At the current price levels shale does not make sense and neither does deep water Gulf of Mexico development. Given the rapid depletion rates of existing fields, the price declines mean that American domestic production is about to fall off a cliff. Yes, prices could collapse but only if there is a major depression that takes place in an environment in which the USD retains its purchasing power.

 
At 2/23/2009 2:17 PM, Anonymous Stu said...

I am baffled by the following story of LNG delivery to China by the Malaysians. $22mmBtu???

http://bloomberg.com/apps/news?pid=20602099&sid=a9M84kzs0eCs&refer=energy

 
At 12/17/2009 2:40 PM, Anonymous Anonymous said...

I have read that since the US started producing Shale gas, they no longer needed to import gas from the overseas. But is it due to the cut down of imports that there is a downward pressure in price and a glut?. It would be great if someone can help me.

 
At 12/18/2009 11:18 AM, Blogger VangelV said...

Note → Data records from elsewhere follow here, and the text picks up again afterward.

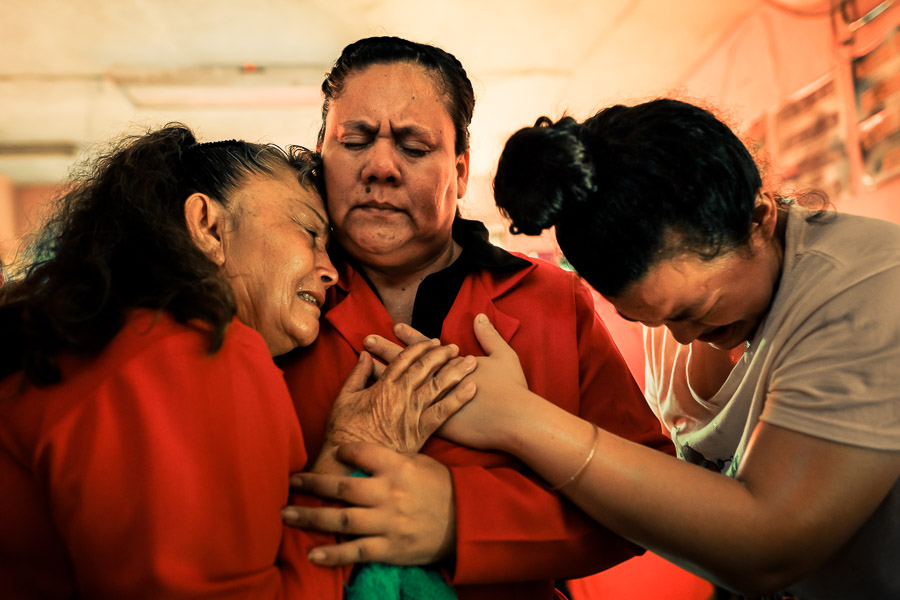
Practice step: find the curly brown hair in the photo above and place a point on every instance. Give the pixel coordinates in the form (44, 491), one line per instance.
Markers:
(117, 240)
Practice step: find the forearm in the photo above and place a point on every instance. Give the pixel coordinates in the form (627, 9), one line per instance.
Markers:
(702, 520)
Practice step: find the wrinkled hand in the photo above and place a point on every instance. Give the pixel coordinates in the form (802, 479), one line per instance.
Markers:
(404, 512)
(420, 388)
(500, 384)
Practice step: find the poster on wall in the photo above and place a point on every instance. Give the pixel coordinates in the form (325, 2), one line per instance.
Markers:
(811, 142)
(876, 85)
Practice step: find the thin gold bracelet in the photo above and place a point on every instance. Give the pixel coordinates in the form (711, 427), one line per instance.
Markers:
(584, 465)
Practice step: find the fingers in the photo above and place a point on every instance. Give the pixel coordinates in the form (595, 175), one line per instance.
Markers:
(447, 378)
(490, 339)
(420, 361)
(372, 458)
(436, 414)
(345, 520)
(367, 549)
(360, 491)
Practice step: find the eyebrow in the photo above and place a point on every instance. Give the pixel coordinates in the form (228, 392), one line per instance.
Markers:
(322, 219)
(405, 131)
(682, 315)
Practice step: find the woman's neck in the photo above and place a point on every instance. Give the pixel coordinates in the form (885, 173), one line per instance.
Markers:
(397, 286)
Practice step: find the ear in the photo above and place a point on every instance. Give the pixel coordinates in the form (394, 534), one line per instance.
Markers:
(765, 215)
(462, 174)
(206, 221)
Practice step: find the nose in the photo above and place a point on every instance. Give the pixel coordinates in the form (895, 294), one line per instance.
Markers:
(326, 269)
(684, 332)
(381, 163)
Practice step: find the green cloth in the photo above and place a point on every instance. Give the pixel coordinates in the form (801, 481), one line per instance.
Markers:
(380, 581)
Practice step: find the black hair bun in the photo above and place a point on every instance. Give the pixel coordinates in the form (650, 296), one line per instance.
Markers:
(542, 170)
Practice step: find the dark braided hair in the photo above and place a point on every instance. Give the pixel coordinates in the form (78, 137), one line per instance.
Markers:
(117, 240)
(630, 186)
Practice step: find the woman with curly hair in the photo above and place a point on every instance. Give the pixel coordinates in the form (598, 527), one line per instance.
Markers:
(146, 436)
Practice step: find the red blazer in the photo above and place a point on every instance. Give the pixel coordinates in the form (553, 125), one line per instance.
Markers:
(155, 471)
(512, 531)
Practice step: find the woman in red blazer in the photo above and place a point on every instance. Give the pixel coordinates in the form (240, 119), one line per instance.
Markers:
(146, 436)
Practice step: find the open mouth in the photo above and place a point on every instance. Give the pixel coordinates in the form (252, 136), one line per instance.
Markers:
(307, 297)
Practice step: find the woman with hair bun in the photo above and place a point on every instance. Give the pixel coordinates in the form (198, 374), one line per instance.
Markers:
(773, 346)
(146, 435)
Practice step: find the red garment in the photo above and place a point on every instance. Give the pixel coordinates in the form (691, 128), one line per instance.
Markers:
(156, 471)
(511, 530)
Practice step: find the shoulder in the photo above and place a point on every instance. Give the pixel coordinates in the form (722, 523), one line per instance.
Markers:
(157, 335)
(836, 255)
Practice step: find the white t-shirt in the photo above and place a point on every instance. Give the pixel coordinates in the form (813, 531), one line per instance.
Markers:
(825, 362)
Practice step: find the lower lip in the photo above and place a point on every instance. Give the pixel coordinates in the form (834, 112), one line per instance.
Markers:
(379, 210)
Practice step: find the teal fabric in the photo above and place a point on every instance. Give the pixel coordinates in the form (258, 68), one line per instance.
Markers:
(380, 581)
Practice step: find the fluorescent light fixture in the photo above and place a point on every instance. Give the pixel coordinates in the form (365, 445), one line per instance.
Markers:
(247, 86)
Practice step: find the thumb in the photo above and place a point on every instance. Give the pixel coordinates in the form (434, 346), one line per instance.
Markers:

I have read that since the US started producing Shale gas, they no longer needed to import gas from the overseas. But is it due to the cut down of imports that there is a downward pressure in price and a glut?. It would be great if someone can help me.

What you have is demand destruction and a mild summer causing a huge build of inventories. While shale gas may add to supply over the long term it can't do it at the current low prices unless drilling and production costs fall much further. The problems for shale production come from massive depletion rates, possible damage to water sources, and costs that will rise sharply if demand in the services sector picks up. Prudence would suggest that one only look to companies that have diversified reserves and do not need to rely on shale at times when costs are low.

And keep in mind that if we get a very cold winter we could see a price explosion. With drill rig counts being low and E&P budgets having been cut there is no way to satisfy a demand spike from the supply end.